Edgar and Faber are scheduled to meet at featherweight at the UFC Fight Night card in Manila. While Edgar held the UFC lightweight title, Faber is a former WEC featherweight champion. Although the latter fighter has fought three times for a UFC belt, he has never held a division crown within the organization.
Fighters from lighter weight divisions, such as lightweight, featherweight and bantamweight, have been known to be smaller draws in the pay-per-view markets, reportedly pulling in anywhere from an estimated 120,000 to 500,000 buys. This combined with Faber and Edgar currently holding no titles likely contributes to the criticisms about superfight status.
“If two champions fought, I guess that would be deemed a superfight. If this is the second best thing,” Edgar said, referring to his upcoming fight with Faber, “I guess that’s what you call it – the second best thing,” he said while shrugging his shoulders.

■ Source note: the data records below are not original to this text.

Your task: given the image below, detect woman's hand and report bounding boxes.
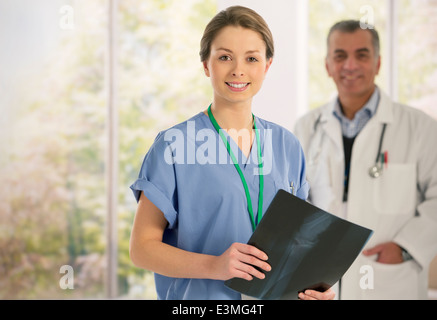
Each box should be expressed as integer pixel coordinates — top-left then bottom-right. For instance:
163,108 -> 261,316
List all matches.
298,289 -> 335,300
214,243 -> 272,281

Another contributing factor may also be the fighters’ places in the official UFC rankings. As of the time of this writing, Frankie Edgar is the No. 1 ranked featherweight, but Faber lags a bit behind, sitting as the No. 3 bantamweight. While the rankings have been questionable and faced criticisms of their own about integrity and voter ethics, the UFC continues to depend on them as a barometer for identifying the who’s who on its roster.
This isn’t to say that Edgar and Faber aren’t capable of putting on entertaining performances. Both fighters, regardless of the buyrate history, are routinely called upon to be in the co-main and main events of UFC fight cards. Manila, for example, will be Faber’s fourth main event in the organization, while Edgar will tally his seventh. So if that’s any indicator, they must be doing something right in the eyes of UFC President Dana White and other company executives.
And while some might question how “super” the fight is, Faber doesn’t doubt its size in the sport’s landscape. As he told a group of reporters last weekend at UFC 184, he just wants the “big fights” and a tilt with Edgar fits that mold.
“Right now, Frankie is a guy who, in my opinion, is probably one of the best pound-for-pound guys in the sport,” Faber said. “This is just a fight I’m excited for.”
Some fans don’t share Faber’s excitement, especially in an age when UFC fights happen almost every weekend, spawning moans about the oversaturation of the sport with watered down events lacking in name value. It’s a battle that the UFC will continue to endure, much like Edgar and Faber will the criticisms of being branded a superfight. And although the fight isn’t in Las Vegas and for a championship, it could potentially be a showdown that chooses the next contender for a title.
For Edgar, in the end, winning gold belts trumps superfight status.
“I don’t believe I’m the second best,” Edgar said. “When I get my opportunity, I’m going to get that title again.”